When solid state drives (SSDs) first started replacing HDDs, they had to fit into computer chassis or laptop drive bays (mounting location) built for HDDs, so they had to conform to HDD dimensions. The two SSDs shown below are form factor identical twins—without the outer casing—to 1.8” and 2.5” HDDs. The SSDs also use standard SATA connectors, but note that the SATA connector for 1.8” devices is narrower than the 2.5” devices to accommodate the smaller width.
However, there’s no requirement for the SSD to match the shape of a typical HDD form factor. In fact some of the early SSDs slid into the high-speed PCIe slots inside the computer chassis, not into the drive bays. A PCIe® SSD card solution resembles an add-in graphic card and installs the same way in the PCIe slot since the physical interface is PCIe.

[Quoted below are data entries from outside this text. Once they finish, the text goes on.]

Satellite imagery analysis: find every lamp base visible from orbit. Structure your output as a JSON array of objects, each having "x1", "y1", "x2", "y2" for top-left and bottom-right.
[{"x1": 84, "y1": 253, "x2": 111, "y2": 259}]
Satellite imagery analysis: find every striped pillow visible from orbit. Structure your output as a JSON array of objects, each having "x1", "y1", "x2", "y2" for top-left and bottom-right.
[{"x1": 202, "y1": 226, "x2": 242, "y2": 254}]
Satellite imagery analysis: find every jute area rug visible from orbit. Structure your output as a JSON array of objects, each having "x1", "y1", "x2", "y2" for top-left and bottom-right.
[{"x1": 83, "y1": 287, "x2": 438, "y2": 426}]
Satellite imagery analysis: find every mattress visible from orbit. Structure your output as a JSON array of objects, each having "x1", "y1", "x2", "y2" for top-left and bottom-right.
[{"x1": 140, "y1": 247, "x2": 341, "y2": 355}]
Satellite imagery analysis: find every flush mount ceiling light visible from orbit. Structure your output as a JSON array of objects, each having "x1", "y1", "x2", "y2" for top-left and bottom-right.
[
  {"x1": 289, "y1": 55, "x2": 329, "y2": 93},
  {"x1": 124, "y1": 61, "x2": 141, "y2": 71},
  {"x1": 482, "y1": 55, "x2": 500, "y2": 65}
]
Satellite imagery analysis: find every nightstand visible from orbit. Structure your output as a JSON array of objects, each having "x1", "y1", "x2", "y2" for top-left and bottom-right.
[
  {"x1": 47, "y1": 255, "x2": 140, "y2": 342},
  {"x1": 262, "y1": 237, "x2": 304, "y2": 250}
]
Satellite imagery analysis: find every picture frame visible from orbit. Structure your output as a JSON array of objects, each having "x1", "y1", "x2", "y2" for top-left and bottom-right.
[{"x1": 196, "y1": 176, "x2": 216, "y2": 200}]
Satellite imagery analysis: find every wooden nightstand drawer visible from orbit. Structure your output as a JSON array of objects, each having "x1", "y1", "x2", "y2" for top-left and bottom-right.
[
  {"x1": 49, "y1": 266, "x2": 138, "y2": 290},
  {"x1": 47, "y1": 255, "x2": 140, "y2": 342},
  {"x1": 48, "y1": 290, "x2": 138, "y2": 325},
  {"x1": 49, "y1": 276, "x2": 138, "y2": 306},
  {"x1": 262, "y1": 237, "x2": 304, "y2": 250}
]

The largest component of an SSD is a flash memory chip so, depending on how many flash chips are used, manufacturers have virtually limitless options in defining dimensions. JEDEC (Joint Electronic Device Engineering Council) defines technical standards for the electronic industry including SSD form factors. JEDEC defined the MO-297 standard, which establishes parameters for the layout, connector locations and dimensions of 54mm x 39mm Serial ATA (SATA) SSDs, so they can use the same connector as standard 2.5” HDDs, but fit into a much smaller space.
The most important element of an SSD form factor is the interface connector, the conduit to the host computer. In the early days of SSDs, that connector was typically the same SATA connector used with HDDs. But over time the width of some SSDs became smaller than the SATA connector itself, driving the need for new connectors.
Card edge connectors – the part of a computer board that plugs into a computer – emerged to enable smaller designs and to further reduce manufacturing and component costs by requiring the installation of only a single female socket on the host as a receptor for the edge of the SSD’s printed circuit board. (The original 2.5” and 1.8” SSD SATA connector required both a male and female plastic connector to mate the SSD to the computer).
With standardization of these connectors critical to ensuring interoperability among different manufacturers, a few organizations have defined standards for these new connectors. JEDEC defined the MO-300 (50.8mm x 29.85mm), which uses a mini-SATA (mSATA) connector, the same physical connector as mini PCI Express, although the two are not electrically compatible. SSD manufacturers have used that same mSATA edge connector and board width, but customized the length to accommodate more flash chips for higher capacity SSDs.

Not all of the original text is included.